Appeal Made for Anti-Trujillo Exiles


Written: 1962;
Source: The Militant, Vol. 26, No. 17, 1962, p.4;
Transcribed: by Amaury Rodriguez, 2014.

Transcriber’s note§ This appeared in The Militant, organ of the US Socialist Workers Party (SWP), which sympathized with the Fourth International.


NEW YORK. – An organization seeking the right to return to the Dominican Republic for all persons exiled during the regime of the late tyrant, Rafael Trujillo, has appealed for support here. The appeal was issued April 15 by Dr. Roberto Sánchez, Licenciada Lydia Castro, and Dylce Grullon Vda. Alvarez, in the name of the Organization for the Return of Anti-Trujillo Exiles.

The organization is appealing internationally to those interested in democratic rights to join a campaign against the continued barring of many anti-Trujillo exiles from return to their own land.

U.S. authorities have refused to allow some anti-Trujilo Dominicans exiled here to embark for their homeland – a blatant interference in the internal affairs of another country. Other exiles, upon arriving in the Dominican Republic from exile in various parts of the world, have been refused entry sorely on grounds of their alleged political beliefs. The Council of State, which presently rules Dominican Republic fears the return of exiles because a condition of “veiled Trujilloism” still prevails in the government and the ruling circles of the island republic.

The March 26 Miami Herald, for example, admitted that “the same people are still running multi-million dollar businesses and properties that belonged to the Trujillos.

An example of the lengths to which the Council goes to keep out political dissenters is the incident last month where Bishop Richard R. Wright, Jr; a leader of the African Methodist Church and a resident of Philadelphia, was held up at the airport in Santo Domingo as a Communist suspect.”
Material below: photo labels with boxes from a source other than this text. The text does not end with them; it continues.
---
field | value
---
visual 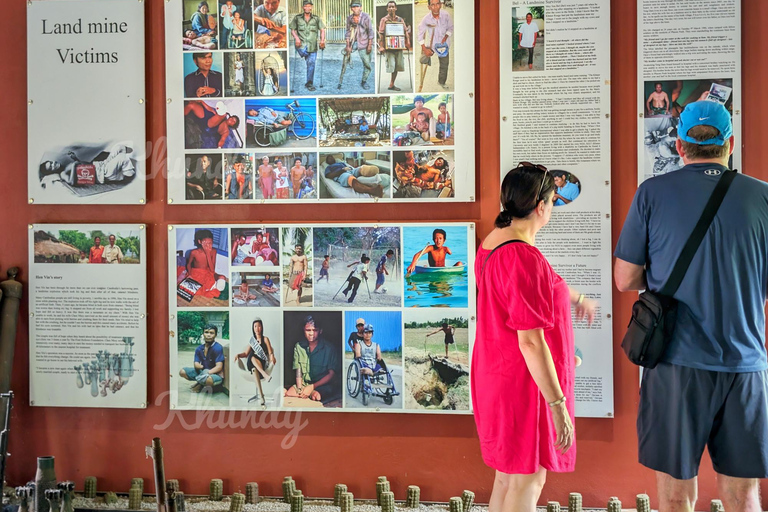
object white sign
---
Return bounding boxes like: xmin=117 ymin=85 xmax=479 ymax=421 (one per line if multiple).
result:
xmin=637 ymin=0 xmax=742 ymax=183
xmin=29 ymin=224 xmax=147 ymax=408
xmin=27 ymin=0 xmax=146 ymax=204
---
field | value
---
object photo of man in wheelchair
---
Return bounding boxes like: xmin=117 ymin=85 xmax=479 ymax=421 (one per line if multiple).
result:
xmin=345 ymin=312 xmax=402 ymax=408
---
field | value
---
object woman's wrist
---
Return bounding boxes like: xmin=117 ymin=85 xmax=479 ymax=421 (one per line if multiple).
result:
xmin=547 ymin=395 xmax=565 ymax=407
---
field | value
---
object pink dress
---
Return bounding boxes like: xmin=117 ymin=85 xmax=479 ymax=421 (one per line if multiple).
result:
xmin=471 ymin=242 xmax=576 ymax=474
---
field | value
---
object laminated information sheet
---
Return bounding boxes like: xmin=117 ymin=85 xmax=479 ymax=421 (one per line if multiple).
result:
xmin=499 ymin=0 xmax=613 ymax=417
xmin=637 ymin=0 xmax=741 ymax=183
xmin=27 ymin=0 xmax=148 ymax=205
xmin=168 ymin=223 xmax=475 ymax=414
xmin=29 ymin=224 xmax=147 ymax=408
xmin=165 ymin=0 xmax=475 ymax=204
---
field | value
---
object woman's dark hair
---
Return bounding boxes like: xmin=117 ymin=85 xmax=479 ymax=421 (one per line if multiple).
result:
xmin=251 ymin=319 xmax=264 ymax=341
xmin=495 ymin=165 xmax=555 ymax=228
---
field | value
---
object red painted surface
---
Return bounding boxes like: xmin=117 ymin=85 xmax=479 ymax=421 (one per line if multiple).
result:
xmin=6 ymin=0 xmax=768 ymax=509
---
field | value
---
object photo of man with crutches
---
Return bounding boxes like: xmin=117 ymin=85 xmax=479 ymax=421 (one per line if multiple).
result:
xmin=415 ymin=0 xmax=454 ymax=92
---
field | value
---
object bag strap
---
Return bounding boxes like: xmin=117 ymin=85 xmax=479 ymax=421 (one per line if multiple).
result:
xmin=480 ymin=238 xmax=528 ymax=277
xmin=659 ymin=170 xmax=738 ymax=297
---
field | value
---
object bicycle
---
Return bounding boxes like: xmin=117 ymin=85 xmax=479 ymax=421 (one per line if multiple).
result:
xmin=253 ymin=100 xmax=315 ymax=148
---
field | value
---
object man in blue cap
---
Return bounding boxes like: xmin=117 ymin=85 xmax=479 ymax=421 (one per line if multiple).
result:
xmin=614 ymin=100 xmax=768 ymax=511
xmin=339 ymin=0 xmax=376 ymax=89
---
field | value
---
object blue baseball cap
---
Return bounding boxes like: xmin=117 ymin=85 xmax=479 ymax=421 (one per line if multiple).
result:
xmin=677 ymin=100 xmax=733 ymax=146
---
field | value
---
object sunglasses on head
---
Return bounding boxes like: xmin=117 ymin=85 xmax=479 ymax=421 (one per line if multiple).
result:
xmin=517 ymin=162 xmax=549 ymax=203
The Bishop, who had flown to Santo Domingo to visit an AME church there, was finally cleared after he was able to convince the authorities that he was not the late Richard Wright, the famous Negro novelist.

Still Dangerous

Wright’s novel Native Son brought him to pre-eminence among American writers before World War II when he was sympathetic to the Communist party. In the post-war period, he was active in the Pan-African movement and known for his sharp criticism of the Communist Party. Wright the novelist – on the list of the “politically dangerous” who can’t visit the Dominican Republic – died on Nov. 29, 1960.

The Organization for the Return of Anti-Trujillo Exiles hopes to mobilize “the broadest democratic sectors of Dominicans and others” to protest the arbitrary denial of the right of honest persons to return to their homeland.